Era a estreia de sua turnê Madame X, que leva o nome do álbum que ela lançou em junho e disse ter sido influenciado pela música de Lisboa, a cidade em que está vivendo. O show segue o exemplo de suas décadas de espetáculos para grandes arenas mas adapta todo o arsenal que a acompanha —dançarinos! Figurinos! Vídeos! Coral!— à escala de um palco de teatro.

Ao contrário de musicais que servem como paradas de sucessos, a exemplo de "Springsteen on Broadway", "Madame X" é um show que se concentra em novas canções e no momento presente. Em outras palavras, Madonna continua a correr riscos. Ela só vai se apresentar em espaços tamanho arena em algumas paradas de sua turnê por oito cidades, mas fará temporadas muito mais longas em cada uma delas.

A Gilman Opera House tem 2.908 lugares, e ela fará 17 shows na sala, até 12 de outubro. No palco, vendendo uma selfie em Polaroid a uma fã, que por caso era Rosie O'Donnell, ela disse que "não estou faturando dinheiro algum com esse show".

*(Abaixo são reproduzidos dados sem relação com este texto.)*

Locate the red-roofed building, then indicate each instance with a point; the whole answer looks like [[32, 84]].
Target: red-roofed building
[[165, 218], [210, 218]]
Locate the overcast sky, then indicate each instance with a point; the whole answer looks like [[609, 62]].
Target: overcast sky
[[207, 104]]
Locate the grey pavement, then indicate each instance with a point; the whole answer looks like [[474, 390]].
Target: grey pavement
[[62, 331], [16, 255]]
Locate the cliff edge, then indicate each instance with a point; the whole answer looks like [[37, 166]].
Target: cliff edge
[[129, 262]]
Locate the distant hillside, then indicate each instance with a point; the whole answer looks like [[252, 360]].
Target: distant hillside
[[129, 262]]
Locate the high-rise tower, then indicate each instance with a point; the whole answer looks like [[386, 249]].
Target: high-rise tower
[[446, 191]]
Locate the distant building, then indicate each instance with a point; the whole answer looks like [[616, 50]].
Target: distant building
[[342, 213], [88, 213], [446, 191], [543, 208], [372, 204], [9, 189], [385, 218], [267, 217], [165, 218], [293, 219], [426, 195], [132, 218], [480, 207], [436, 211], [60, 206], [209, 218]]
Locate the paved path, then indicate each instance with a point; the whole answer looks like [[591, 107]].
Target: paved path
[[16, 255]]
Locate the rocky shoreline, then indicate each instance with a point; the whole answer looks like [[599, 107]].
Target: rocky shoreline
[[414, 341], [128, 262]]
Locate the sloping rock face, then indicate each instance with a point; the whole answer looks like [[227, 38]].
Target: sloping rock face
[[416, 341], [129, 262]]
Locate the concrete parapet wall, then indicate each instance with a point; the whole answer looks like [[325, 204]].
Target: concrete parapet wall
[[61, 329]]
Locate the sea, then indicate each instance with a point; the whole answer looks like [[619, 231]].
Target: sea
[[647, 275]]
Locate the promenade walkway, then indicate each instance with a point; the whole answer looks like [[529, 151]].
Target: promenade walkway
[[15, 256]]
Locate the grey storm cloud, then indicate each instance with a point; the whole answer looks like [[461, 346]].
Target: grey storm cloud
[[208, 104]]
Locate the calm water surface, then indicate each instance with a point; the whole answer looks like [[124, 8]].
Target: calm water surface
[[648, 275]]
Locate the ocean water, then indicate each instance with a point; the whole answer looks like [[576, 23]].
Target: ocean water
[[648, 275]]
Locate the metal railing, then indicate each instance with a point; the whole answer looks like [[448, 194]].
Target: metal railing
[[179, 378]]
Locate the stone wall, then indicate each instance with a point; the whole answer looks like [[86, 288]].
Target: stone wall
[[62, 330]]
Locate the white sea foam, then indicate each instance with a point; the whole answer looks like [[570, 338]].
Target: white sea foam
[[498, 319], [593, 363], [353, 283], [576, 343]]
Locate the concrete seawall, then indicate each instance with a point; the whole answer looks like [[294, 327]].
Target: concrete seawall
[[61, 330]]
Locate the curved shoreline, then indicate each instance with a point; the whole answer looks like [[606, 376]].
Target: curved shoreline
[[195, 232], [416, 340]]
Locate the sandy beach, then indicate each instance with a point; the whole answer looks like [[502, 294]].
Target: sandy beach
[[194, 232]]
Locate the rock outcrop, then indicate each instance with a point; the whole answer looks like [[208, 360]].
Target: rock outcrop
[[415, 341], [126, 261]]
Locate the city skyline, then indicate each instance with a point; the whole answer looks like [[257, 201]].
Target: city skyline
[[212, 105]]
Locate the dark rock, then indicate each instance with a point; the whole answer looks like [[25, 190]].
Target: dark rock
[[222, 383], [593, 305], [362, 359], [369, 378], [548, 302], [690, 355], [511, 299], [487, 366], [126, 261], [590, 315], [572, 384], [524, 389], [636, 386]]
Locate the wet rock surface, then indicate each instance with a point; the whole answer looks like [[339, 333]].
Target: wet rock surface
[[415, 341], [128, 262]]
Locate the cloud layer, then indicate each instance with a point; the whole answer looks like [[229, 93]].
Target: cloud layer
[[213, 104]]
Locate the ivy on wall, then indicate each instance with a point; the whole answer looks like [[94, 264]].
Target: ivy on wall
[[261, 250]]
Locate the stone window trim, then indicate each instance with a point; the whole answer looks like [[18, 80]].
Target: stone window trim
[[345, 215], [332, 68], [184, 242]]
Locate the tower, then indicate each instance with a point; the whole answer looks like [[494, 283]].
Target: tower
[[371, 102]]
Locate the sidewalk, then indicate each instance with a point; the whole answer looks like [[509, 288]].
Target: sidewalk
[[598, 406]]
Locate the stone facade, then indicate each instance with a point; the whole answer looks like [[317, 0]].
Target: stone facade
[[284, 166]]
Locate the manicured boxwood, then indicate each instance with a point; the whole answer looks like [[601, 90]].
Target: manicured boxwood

O público chegou para o espetáculo avisado de que não poderia usar seus celulares. Smartphones e relógios inteligentes foram colocados em sacos selados na porta, mas não demoraram a ser recuperados depois do show. Isso ajuda a prevenir spoilers online; e certamente remove a distração causada pelo movimento de telas iluminadas (fotos não eram autorizadas, nem para representantes da imprensa).

 

Como álbum e como show, "Madame X" é a mais recente declaração por Madonna de uma identidade desafiadora, segura de si e flexível, por uma pessoa completamente confortável convivendo com dualidades: mãe atenta e aventureira sexual, católica omissa e exploradora de vias espirituais, amiga da festa e voz política, alguém que se autodescreve como "ícone" mas também como "soccer mom", americana mas, talvez mais que nunca, viajante do planeta.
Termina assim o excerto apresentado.